Maybe it would be fixed. Maybe it wouldn’t happen at all. Maybe it would happen in some sense, but be nothing near what was advertised. The idea, after all, sounded pretty implausible.

It wasn’t until a couple years later that I rented some UFC events (on VHS, of course) and saw a skinny dude in pajamas owning everybody. I won’t claim the fights were always all that fun to watch, or that I even understood what was happening in many of them. I certainly won’t say that I became a fan of the sport right then, mostly because it didn’t seem like there was much of a sport to become a fan of. It was more like an old argument being settled.

Who would win if you took a karate guy and a boxer and a sumo wrestler and anyone else crazy enough to say yes and you threw them in a cage together? Turns out it’s the Brazilian jiu-jitsu guy, which I didn’t even know was a thing until I saw it in the UFC. But OK, good to know. Argument settled. So where can I learn what that skinny dude in the pajamas already knows?
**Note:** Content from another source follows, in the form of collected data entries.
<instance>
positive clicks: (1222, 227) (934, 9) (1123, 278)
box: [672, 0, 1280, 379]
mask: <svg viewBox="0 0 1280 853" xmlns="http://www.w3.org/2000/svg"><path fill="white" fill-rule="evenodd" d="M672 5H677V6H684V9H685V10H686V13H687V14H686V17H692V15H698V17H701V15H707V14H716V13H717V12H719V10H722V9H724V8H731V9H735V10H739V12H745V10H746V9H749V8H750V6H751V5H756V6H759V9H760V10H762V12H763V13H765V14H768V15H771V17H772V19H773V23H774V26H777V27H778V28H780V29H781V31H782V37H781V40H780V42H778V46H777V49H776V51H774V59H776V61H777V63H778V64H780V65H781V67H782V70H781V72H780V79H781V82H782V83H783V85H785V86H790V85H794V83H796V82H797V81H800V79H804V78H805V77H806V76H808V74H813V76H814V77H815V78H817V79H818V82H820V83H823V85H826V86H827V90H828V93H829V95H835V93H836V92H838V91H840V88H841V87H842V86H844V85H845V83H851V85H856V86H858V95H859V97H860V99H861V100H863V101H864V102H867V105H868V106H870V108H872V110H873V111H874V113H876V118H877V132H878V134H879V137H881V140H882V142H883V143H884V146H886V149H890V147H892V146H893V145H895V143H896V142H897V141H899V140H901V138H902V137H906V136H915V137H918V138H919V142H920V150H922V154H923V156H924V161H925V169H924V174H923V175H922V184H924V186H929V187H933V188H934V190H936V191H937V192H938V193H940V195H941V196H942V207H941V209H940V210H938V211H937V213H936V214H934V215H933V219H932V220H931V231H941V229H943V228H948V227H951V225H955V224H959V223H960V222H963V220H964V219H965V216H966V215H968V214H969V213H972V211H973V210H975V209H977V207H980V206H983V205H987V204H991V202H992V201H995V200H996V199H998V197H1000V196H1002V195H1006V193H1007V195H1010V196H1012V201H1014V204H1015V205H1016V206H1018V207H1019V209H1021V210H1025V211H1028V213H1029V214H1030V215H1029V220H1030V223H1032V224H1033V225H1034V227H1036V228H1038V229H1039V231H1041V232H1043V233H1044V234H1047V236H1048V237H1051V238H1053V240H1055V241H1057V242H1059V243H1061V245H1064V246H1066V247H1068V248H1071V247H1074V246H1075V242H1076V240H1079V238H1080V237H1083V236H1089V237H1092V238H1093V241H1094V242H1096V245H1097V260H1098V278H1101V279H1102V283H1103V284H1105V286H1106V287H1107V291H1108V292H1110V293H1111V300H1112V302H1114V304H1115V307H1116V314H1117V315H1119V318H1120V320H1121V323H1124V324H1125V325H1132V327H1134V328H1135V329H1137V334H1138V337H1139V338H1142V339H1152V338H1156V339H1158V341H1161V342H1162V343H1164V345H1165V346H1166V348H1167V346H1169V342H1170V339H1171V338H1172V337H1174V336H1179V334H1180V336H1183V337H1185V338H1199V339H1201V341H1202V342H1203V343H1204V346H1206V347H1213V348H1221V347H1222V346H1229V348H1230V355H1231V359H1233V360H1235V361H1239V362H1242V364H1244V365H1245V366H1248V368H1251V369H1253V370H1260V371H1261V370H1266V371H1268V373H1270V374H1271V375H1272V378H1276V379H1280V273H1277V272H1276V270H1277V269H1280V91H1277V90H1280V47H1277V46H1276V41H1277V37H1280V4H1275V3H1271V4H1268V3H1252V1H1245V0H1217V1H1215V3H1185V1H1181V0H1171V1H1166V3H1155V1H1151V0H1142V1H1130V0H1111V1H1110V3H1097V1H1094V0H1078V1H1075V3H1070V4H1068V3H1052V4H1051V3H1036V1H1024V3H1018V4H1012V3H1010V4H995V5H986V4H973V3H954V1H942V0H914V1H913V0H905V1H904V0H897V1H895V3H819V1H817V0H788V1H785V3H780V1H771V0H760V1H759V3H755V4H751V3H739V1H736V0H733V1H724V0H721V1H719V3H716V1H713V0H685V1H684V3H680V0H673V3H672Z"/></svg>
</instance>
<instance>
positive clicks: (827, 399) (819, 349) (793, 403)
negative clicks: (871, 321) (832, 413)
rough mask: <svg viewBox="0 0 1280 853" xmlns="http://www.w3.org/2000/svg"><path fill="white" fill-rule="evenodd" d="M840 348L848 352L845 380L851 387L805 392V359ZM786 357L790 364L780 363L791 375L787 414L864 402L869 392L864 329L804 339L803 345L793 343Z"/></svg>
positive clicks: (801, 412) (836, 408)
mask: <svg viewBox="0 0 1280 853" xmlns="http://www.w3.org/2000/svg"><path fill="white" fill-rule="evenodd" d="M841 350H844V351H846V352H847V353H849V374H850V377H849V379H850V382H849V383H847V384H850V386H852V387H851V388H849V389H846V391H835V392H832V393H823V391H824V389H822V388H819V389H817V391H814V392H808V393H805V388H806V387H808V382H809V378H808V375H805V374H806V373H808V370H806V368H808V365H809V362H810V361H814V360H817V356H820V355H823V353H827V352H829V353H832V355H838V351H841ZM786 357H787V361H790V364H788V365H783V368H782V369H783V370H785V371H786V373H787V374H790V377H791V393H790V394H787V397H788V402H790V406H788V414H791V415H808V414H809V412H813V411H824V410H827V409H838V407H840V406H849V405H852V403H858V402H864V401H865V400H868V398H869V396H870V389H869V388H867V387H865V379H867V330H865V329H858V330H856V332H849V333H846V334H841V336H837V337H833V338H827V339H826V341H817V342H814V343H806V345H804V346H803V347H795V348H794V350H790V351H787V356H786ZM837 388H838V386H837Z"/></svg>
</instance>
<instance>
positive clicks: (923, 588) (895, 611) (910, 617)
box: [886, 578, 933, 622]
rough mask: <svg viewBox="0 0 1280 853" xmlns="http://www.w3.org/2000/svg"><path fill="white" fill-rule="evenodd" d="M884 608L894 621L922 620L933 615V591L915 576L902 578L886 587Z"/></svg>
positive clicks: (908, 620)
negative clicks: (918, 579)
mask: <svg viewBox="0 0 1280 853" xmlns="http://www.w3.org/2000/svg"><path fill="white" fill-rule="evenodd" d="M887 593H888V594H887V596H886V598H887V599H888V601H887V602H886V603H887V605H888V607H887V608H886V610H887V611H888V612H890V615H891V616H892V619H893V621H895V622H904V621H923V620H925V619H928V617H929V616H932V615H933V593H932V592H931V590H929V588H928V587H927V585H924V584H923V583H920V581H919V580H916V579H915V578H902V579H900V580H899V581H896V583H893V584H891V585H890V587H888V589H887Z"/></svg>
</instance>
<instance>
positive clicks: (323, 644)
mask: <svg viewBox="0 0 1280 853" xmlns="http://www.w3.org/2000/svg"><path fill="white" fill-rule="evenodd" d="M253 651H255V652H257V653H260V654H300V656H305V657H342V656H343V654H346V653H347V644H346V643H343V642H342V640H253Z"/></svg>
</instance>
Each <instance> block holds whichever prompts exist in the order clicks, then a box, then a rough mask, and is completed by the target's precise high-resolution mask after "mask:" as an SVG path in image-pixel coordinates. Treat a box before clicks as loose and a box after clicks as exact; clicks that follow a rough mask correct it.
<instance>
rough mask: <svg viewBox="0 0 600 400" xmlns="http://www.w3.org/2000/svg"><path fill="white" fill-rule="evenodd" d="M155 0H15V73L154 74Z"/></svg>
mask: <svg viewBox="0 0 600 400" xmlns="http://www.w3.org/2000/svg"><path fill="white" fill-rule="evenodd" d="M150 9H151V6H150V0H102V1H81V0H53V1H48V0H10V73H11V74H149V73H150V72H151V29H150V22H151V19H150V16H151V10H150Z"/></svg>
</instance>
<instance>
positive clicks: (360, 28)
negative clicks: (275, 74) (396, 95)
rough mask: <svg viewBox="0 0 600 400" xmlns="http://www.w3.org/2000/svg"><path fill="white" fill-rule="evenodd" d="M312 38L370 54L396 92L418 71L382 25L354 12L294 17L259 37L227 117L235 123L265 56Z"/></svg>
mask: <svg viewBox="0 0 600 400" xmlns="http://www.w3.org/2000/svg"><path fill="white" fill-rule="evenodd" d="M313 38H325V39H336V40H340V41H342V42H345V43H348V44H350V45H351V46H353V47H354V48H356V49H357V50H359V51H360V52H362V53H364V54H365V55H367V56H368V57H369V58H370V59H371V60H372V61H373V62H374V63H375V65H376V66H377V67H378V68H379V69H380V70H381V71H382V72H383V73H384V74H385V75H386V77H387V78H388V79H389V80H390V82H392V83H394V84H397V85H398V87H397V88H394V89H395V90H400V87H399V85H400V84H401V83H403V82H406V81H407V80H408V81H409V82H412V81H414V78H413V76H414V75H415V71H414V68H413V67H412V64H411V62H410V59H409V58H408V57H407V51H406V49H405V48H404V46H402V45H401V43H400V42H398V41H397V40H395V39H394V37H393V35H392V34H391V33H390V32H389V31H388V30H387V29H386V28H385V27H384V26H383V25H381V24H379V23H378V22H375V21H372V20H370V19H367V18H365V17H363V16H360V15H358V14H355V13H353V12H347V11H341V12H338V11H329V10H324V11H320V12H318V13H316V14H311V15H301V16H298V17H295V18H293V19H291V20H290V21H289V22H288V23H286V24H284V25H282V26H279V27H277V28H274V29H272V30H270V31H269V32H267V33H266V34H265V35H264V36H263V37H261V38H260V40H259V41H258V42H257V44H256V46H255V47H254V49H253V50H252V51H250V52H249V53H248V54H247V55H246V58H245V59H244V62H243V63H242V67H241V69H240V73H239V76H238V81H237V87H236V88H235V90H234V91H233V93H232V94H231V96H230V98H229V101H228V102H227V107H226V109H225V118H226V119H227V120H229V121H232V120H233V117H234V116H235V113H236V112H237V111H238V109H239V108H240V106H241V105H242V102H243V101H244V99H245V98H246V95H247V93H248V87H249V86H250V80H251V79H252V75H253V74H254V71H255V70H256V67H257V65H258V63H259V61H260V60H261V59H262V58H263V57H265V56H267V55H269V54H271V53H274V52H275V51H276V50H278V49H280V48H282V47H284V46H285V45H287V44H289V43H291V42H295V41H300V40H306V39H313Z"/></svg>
It wasn’t until years later, when I was in college and had actually begun learning Brazilian jiu-jitsu, that I looked up and realized this UFC stuff was still going on. Not only that, it had changed. Then it kept changing, until it gradually became the sport that would trump all other sports for me and many of my friends.

Still, that didn’t happen for years, and not until it had morphed into something very different from the thing it started as.

We forget that sometimes. We tell ourselves stories – or, more commonly, the people making money off of it tell those stories to us – and we believe them. We recall those early UFCs as something pure and wonderful rather than the ugly and amateurishly brutal affairs they often were. We buy this idea that Brazilian jiu-jitsu won out solely as an accident of martial arts Darwinism and forget that it was the pajama dude’s family who helped set the whole thing up in the first place.

Even now we get one version of the history – the Zuffa version, at times heavily revised and self-serving – and we let it dominate the conversation. We should be wary of that. Just because fighters such as Frank Shamrock or Randy Couture don’t get mentioned in the UFC’s documentary about itself, that doesn’t mean they didn’t exist, or that they didn’t matter.

As we head into Saturday’s UFC 167 event, which will no doubt come with plenty of UFC-branded nostalgia, that’s worth remembering. This sport is a result of all of the stuff that happened – the good and the bad, the highlights and the low, the skinny dude in pajamas and the fat dude who got his teeth knocked out. It’s not just the stuff that makes for the best story, or just the stuff we feel like remembering when we get together to talk about our hazy remembrances of a time that never was.